[Advaita-l] Advaiti Response to this report?

V Subrahmanian v.subrahmanian at gmail.com
Tue Jan 10 04:48:36 CST 2012


On Tue, Jan 10, 2012 at 8:27 AM, Venkatesh Murthy <vmurthy36 at gmail.com>wrote:

> Namaste



> What is problem to say Satya can also be cycle type change?. The world
> is changing but it is a cycle.
>

Shankara has distinguished two types in nitya: pariNAmi nitya (which is
mAyA) and kUTastha nitya (which is Brahman).  The 'cycle' type changing
nitya is mAyA which the Lord Himself has specified as 'bhUta prakRti
moksham' in the concluding verse of the 13th ch. BG.


> >
> > Like this world is getting created protected and destroyed and the
> > cycle is continuing. Why should we call the world Mithya? The nature
> > of the world is temporary real.
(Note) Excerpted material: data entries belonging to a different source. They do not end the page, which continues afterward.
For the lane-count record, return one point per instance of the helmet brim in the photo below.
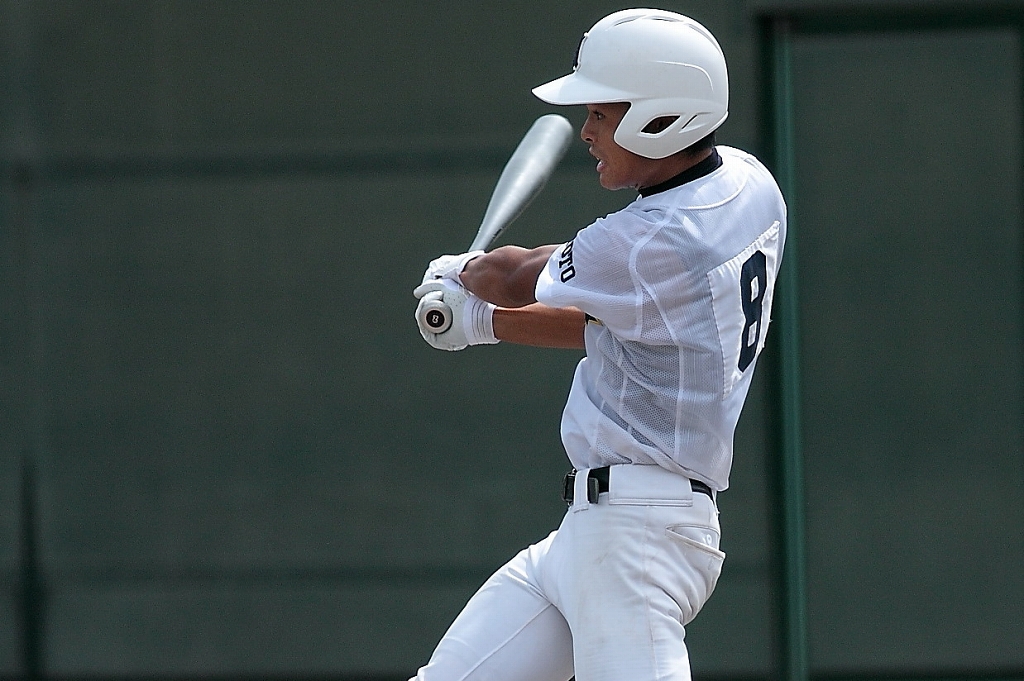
(574, 89)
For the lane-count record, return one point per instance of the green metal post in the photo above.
(791, 485)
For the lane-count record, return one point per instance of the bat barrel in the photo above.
(524, 175)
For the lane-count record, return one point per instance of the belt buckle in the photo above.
(568, 488)
(567, 483)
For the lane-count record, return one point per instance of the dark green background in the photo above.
(224, 450)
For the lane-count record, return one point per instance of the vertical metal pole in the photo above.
(791, 484)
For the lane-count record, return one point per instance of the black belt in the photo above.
(597, 481)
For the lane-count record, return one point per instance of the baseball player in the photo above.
(671, 297)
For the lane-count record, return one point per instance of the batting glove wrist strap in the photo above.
(478, 322)
(449, 266)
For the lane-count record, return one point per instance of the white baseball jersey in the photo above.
(681, 285)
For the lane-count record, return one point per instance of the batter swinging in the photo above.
(671, 297)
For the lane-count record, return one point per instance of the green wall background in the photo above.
(225, 451)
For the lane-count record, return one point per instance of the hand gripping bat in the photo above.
(524, 175)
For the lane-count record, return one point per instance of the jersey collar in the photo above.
(706, 167)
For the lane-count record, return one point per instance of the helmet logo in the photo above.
(576, 62)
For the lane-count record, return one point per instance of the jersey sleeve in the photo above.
(592, 272)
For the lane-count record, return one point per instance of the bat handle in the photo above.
(435, 315)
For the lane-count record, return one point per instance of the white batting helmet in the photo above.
(664, 65)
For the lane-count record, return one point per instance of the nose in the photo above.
(586, 133)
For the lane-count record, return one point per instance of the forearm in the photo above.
(507, 275)
(541, 326)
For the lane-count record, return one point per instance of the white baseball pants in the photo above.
(605, 597)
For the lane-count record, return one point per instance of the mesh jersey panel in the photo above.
(663, 275)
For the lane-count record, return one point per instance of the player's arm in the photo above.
(507, 275)
(541, 326)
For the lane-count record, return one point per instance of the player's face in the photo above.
(617, 168)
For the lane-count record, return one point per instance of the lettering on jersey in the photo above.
(753, 279)
(565, 268)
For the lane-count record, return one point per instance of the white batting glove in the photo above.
(449, 266)
(472, 317)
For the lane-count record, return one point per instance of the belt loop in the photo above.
(580, 487)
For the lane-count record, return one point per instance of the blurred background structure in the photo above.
(225, 452)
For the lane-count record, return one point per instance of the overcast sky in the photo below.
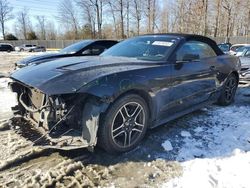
(48, 8)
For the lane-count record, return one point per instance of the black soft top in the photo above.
(189, 37)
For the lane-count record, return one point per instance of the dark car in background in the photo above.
(82, 48)
(138, 84)
(6, 47)
(225, 47)
(245, 64)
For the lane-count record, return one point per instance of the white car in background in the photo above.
(245, 64)
(30, 48)
(236, 49)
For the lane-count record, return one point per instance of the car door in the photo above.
(193, 76)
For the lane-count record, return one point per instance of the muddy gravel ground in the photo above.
(149, 165)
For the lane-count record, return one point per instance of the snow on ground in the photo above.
(205, 149)
(217, 154)
(7, 99)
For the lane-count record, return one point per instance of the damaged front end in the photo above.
(67, 121)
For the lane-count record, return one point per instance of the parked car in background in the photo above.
(240, 50)
(4, 47)
(25, 47)
(38, 49)
(112, 99)
(225, 47)
(82, 48)
(245, 64)
(235, 48)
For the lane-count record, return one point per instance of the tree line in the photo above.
(125, 18)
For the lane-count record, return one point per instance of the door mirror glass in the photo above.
(86, 52)
(247, 53)
(191, 57)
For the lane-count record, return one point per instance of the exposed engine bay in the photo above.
(66, 122)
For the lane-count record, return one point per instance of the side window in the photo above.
(194, 50)
(247, 54)
(94, 50)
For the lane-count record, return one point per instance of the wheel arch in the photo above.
(141, 93)
(235, 73)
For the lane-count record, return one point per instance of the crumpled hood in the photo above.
(67, 75)
(32, 59)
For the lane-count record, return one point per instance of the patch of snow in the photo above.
(218, 155)
(185, 134)
(229, 172)
(7, 98)
(167, 146)
(198, 129)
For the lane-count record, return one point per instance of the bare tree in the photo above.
(67, 15)
(51, 33)
(42, 26)
(112, 10)
(127, 12)
(88, 13)
(23, 22)
(218, 10)
(137, 4)
(5, 14)
(98, 9)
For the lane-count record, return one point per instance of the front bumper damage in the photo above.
(65, 122)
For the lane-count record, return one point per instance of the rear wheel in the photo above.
(228, 91)
(124, 125)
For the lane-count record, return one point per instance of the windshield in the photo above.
(149, 48)
(224, 47)
(75, 47)
(241, 49)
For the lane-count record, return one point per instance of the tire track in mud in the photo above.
(23, 165)
(26, 166)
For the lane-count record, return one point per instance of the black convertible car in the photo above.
(82, 48)
(112, 99)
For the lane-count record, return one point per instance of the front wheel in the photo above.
(124, 124)
(228, 91)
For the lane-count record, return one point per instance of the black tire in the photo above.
(111, 136)
(228, 91)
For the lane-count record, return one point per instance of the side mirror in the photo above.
(246, 54)
(191, 57)
(188, 58)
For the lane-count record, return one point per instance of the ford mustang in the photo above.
(111, 100)
(82, 48)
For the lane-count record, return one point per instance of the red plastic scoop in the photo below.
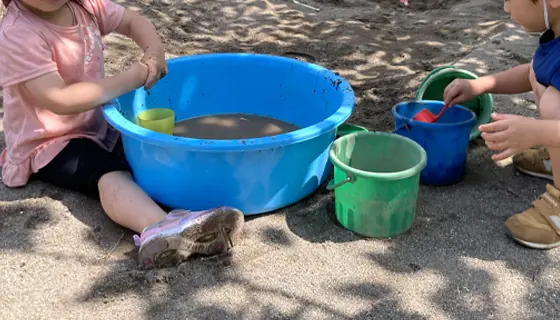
(426, 115)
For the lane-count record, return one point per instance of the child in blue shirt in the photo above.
(511, 135)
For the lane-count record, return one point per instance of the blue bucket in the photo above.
(254, 175)
(446, 141)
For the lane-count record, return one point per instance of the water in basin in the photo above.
(231, 127)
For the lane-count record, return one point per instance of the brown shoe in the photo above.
(534, 162)
(539, 226)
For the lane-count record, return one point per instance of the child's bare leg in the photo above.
(126, 204)
(166, 240)
(549, 109)
(538, 227)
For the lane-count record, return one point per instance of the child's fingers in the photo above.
(496, 145)
(495, 136)
(152, 77)
(493, 126)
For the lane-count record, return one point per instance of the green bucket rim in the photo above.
(486, 100)
(416, 169)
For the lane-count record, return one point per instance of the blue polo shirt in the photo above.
(546, 60)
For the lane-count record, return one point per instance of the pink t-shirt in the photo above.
(30, 48)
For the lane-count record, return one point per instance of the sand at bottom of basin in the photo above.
(231, 127)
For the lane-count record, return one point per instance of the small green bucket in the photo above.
(347, 128)
(433, 86)
(376, 182)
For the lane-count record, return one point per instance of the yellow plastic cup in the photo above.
(159, 119)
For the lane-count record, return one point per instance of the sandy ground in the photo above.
(63, 259)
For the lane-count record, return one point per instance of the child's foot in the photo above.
(184, 233)
(539, 226)
(534, 162)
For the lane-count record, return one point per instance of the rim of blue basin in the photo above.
(434, 125)
(126, 127)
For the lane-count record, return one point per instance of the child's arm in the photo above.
(512, 81)
(50, 91)
(511, 134)
(142, 31)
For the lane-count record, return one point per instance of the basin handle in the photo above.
(332, 185)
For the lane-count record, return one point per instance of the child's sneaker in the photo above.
(539, 226)
(534, 162)
(184, 233)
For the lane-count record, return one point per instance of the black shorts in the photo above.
(81, 164)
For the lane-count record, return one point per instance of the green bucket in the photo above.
(376, 182)
(347, 128)
(433, 86)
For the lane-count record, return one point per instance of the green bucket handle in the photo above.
(349, 178)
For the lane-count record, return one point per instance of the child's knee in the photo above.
(549, 104)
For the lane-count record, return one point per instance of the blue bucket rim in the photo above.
(130, 129)
(470, 122)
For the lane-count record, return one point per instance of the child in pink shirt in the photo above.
(52, 73)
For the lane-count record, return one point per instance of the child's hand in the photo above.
(157, 67)
(461, 90)
(509, 134)
(140, 72)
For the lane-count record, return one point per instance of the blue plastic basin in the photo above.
(446, 141)
(255, 175)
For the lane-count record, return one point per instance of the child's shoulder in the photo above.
(16, 26)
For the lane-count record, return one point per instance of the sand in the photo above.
(63, 259)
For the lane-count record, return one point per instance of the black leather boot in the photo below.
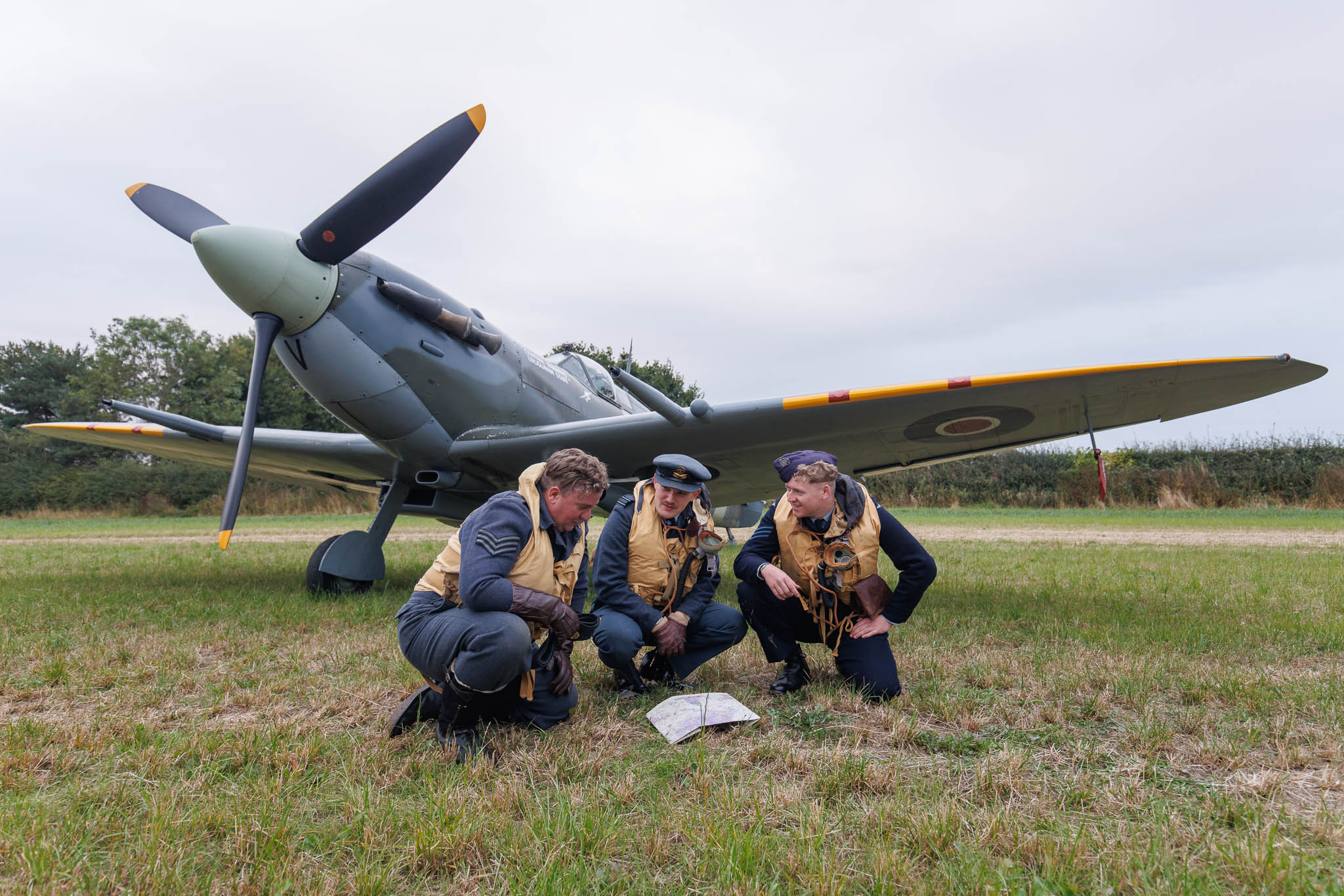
(795, 675)
(628, 684)
(659, 670)
(459, 720)
(423, 706)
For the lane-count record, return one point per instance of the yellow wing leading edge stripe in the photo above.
(872, 393)
(135, 429)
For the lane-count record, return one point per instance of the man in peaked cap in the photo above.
(655, 575)
(809, 574)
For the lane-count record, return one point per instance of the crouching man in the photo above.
(655, 580)
(516, 569)
(826, 535)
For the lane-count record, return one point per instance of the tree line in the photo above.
(169, 366)
(165, 365)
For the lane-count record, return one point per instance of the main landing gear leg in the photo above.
(351, 563)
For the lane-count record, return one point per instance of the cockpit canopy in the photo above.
(596, 378)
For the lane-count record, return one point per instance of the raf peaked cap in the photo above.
(679, 472)
(789, 464)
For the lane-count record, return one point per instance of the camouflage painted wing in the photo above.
(894, 426)
(338, 460)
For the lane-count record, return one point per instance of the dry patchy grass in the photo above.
(1104, 718)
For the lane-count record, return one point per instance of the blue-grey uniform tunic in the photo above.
(487, 647)
(864, 662)
(628, 620)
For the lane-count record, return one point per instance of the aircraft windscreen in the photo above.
(600, 379)
(593, 375)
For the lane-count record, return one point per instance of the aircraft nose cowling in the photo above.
(262, 272)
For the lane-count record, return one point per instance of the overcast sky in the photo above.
(945, 188)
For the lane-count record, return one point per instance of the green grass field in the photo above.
(1124, 718)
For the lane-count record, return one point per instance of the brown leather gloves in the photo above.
(669, 636)
(562, 668)
(546, 610)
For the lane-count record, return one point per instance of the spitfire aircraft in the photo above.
(448, 410)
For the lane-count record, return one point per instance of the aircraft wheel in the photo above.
(322, 582)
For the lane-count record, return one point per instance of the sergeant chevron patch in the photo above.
(497, 546)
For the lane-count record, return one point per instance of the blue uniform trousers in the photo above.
(487, 652)
(864, 662)
(619, 637)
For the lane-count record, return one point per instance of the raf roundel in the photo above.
(959, 425)
(968, 426)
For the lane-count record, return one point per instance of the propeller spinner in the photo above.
(287, 284)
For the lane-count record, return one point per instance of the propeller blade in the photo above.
(391, 191)
(173, 211)
(268, 327)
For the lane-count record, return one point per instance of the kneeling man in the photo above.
(515, 569)
(826, 535)
(655, 583)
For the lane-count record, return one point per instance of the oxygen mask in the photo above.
(839, 556)
(711, 542)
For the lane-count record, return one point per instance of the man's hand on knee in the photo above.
(867, 628)
(545, 609)
(778, 582)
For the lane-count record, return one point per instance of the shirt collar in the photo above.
(820, 523)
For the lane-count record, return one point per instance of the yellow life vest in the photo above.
(655, 559)
(536, 567)
(800, 555)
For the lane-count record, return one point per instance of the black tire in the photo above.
(322, 582)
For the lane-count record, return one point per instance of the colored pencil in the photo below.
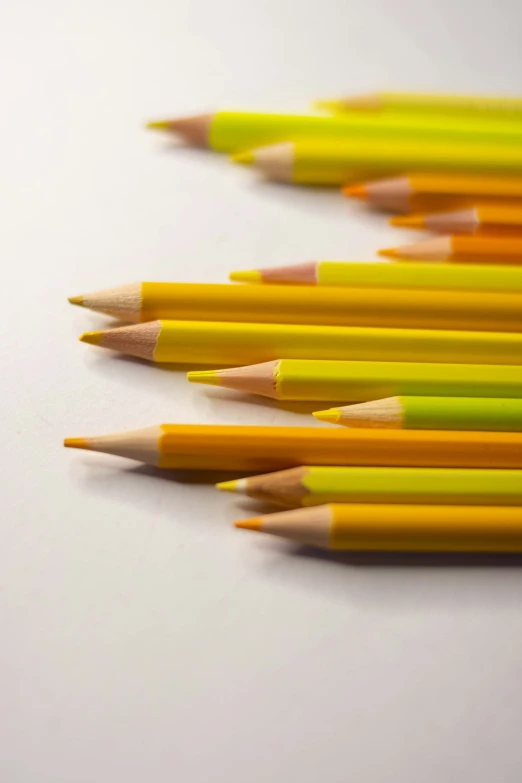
(441, 277)
(423, 192)
(405, 528)
(477, 107)
(478, 221)
(255, 449)
(222, 343)
(487, 311)
(314, 486)
(301, 379)
(314, 163)
(487, 250)
(431, 413)
(229, 131)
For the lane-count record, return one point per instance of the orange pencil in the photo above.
(478, 221)
(430, 192)
(477, 250)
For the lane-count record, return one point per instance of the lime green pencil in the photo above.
(293, 379)
(313, 486)
(431, 413)
(229, 131)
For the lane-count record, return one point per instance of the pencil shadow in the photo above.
(386, 560)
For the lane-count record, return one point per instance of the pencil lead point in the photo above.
(407, 221)
(354, 191)
(388, 252)
(93, 338)
(227, 486)
(163, 125)
(208, 377)
(243, 158)
(245, 276)
(75, 443)
(331, 415)
(253, 523)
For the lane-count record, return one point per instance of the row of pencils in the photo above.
(421, 362)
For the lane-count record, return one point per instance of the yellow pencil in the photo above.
(485, 311)
(397, 527)
(222, 343)
(313, 163)
(315, 485)
(487, 250)
(254, 449)
(440, 277)
(229, 131)
(297, 379)
(477, 107)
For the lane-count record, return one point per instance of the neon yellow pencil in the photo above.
(471, 107)
(291, 379)
(444, 277)
(229, 131)
(313, 163)
(313, 486)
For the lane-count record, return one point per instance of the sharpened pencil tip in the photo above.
(407, 221)
(253, 523)
(243, 158)
(93, 338)
(245, 276)
(208, 377)
(332, 415)
(75, 443)
(388, 252)
(163, 125)
(227, 486)
(354, 191)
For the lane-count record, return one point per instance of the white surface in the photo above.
(143, 639)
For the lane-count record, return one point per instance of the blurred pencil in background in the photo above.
(432, 413)
(316, 485)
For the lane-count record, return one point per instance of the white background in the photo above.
(142, 637)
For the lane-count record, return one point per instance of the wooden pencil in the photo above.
(314, 163)
(478, 107)
(428, 413)
(255, 449)
(222, 343)
(478, 221)
(301, 379)
(230, 131)
(375, 527)
(316, 485)
(422, 192)
(485, 311)
(476, 250)
(440, 277)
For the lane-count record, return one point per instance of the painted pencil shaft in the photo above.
(364, 527)
(441, 413)
(483, 311)
(487, 250)
(334, 164)
(478, 107)
(221, 343)
(479, 277)
(256, 449)
(229, 131)
(478, 221)
(315, 486)
(293, 379)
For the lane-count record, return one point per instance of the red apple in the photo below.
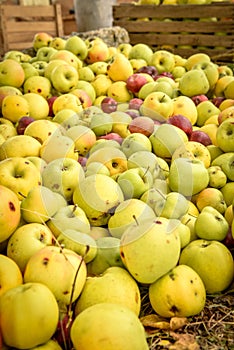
(23, 123)
(112, 136)
(135, 103)
(199, 98)
(200, 136)
(181, 122)
(109, 105)
(151, 70)
(143, 125)
(135, 82)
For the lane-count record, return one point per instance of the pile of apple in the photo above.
(116, 172)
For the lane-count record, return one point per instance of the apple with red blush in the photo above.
(109, 105)
(23, 123)
(200, 136)
(181, 122)
(143, 125)
(199, 98)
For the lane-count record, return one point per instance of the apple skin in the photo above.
(15, 324)
(212, 260)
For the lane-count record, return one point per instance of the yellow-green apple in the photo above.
(20, 146)
(134, 182)
(155, 235)
(37, 84)
(41, 39)
(27, 240)
(193, 150)
(157, 105)
(101, 123)
(165, 293)
(185, 106)
(195, 59)
(112, 157)
(11, 73)
(212, 260)
(163, 60)
(211, 224)
(224, 135)
(42, 129)
(194, 82)
(10, 273)
(63, 271)
(19, 175)
(141, 51)
(127, 214)
(9, 212)
(205, 110)
(135, 142)
(105, 195)
(195, 173)
(212, 197)
(217, 178)
(15, 324)
(117, 324)
(81, 243)
(39, 205)
(14, 107)
(97, 51)
(38, 105)
(69, 217)
(226, 162)
(166, 139)
(173, 205)
(115, 285)
(77, 45)
(119, 68)
(58, 146)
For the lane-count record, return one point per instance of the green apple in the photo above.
(80, 242)
(217, 178)
(110, 325)
(62, 270)
(20, 175)
(195, 173)
(10, 273)
(16, 320)
(143, 241)
(166, 139)
(226, 162)
(212, 260)
(179, 293)
(77, 45)
(11, 73)
(157, 105)
(39, 205)
(163, 60)
(211, 224)
(115, 285)
(108, 255)
(37, 84)
(9, 212)
(69, 217)
(27, 240)
(62, 175)
(97, 195)
(194, 82)
(224, 135)
(14, 107)
(171, 206)
(134, 182)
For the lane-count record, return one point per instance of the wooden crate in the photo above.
(19, 24)
(183, 29)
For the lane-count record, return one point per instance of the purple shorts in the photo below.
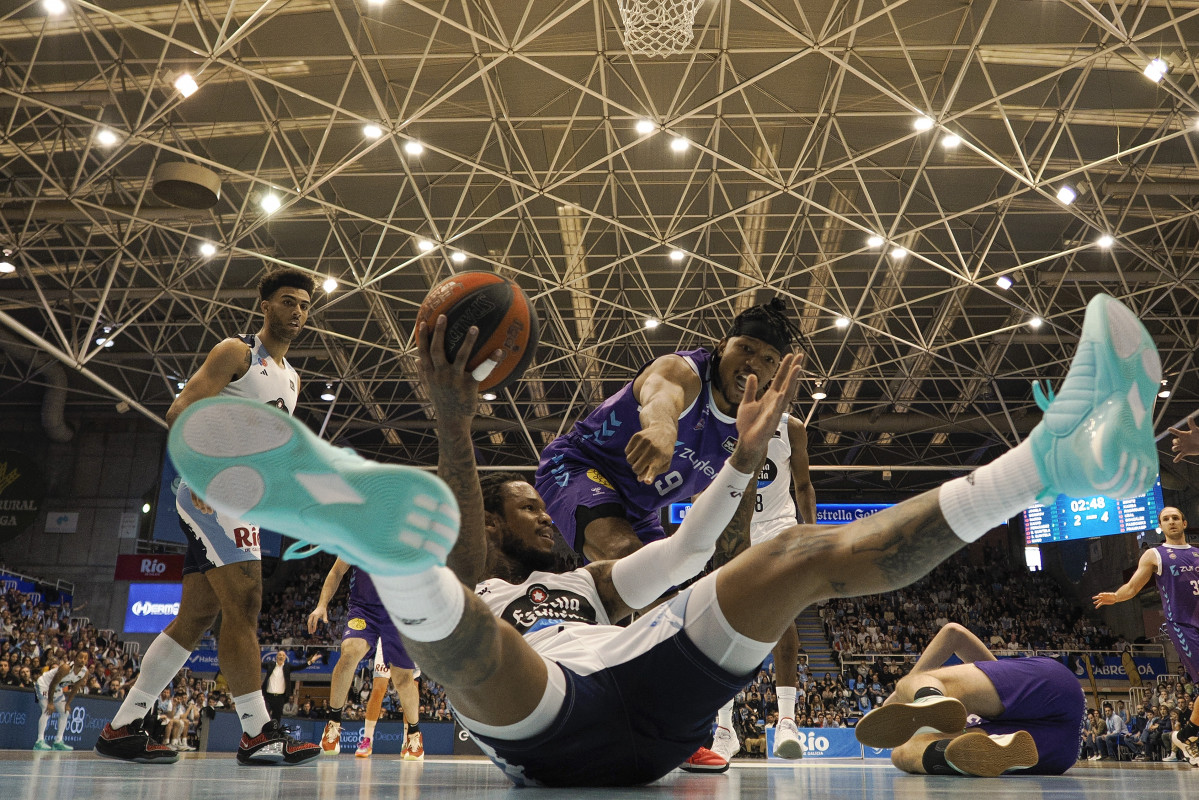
(585, 488)
(372, 624)
(1186, 644)
(1043, 697)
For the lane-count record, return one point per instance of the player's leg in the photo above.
(354, 649)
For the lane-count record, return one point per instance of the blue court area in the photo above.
(36, 776)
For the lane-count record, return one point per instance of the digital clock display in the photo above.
(1095, 516)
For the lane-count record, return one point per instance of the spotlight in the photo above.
(186, 84)
(1156, 70)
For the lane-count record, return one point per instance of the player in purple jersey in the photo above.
(1176, 566)
(661, 439)
(367, 624)
(1010, 716)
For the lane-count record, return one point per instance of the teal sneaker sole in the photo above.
(1097, 433)
(255, 463)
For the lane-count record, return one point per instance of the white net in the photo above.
(657, 26)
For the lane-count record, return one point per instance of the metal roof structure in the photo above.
(880, 166)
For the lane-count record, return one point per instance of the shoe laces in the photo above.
(1042, 392)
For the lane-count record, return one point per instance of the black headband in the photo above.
(760, 329)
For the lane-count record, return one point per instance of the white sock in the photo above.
(163, 660)
(785, 702)
(426, 606)
(990, 494)
(724, 716)
(252, 711)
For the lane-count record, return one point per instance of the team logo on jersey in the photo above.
(596, 477)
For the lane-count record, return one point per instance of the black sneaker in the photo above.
(275, 746)
(133, 744)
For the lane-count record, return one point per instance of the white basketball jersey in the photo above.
(775, 509)
(265, 382)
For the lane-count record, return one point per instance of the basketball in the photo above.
(501, 312)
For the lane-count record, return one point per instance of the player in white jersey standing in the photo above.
(775, 511)
(222, 571)
(54, 692)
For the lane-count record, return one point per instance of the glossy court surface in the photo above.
(42, 776)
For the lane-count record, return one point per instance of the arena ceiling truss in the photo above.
(783, 139)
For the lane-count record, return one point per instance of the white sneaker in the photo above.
(725, 744)
(787, 739)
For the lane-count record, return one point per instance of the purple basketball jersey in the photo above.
(1179, 584)
(706, 438)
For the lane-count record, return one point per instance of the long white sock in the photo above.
(724, 716)
(785, 701)
(163, 660)
(426, 606)
(252, 711)
(990, 494)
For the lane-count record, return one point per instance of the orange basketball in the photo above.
(502, 314)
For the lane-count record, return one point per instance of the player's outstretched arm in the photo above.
(1145, 569)
(455, 397)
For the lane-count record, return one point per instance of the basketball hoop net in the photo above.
(657, 26)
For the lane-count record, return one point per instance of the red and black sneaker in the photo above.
(133, 744)
(705, 761)
(273, 746)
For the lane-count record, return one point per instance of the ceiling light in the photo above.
(186, 84)
(1156, 70)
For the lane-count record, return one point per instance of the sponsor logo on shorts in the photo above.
(596, 477)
But not Mithya.
>

Shankara has defined satyam as 'that which does not give up its
once-determined nature' and asatyam as that which does not follow the above
rule.  From this definition we see that the entire world comes under the
second category only.  This definition stands enshrined in the BG 2.16
verse too: na asataH vidyate bhAvaH, na abhAvo vidyate sataH.  'sat' will
never go out of existence and 'asat' will never qualify for being
existent.  The world (anything created) will never come under 'existent'
category; it might at best gain an 'appears to exist' category.  Brahman
will never get into the 'non-existent' category.  It is to be remembered
that this verse in the BG comes in the context of teaching the nature of
the Self.  Bhagavan does not give the world a 'temporary real' status even.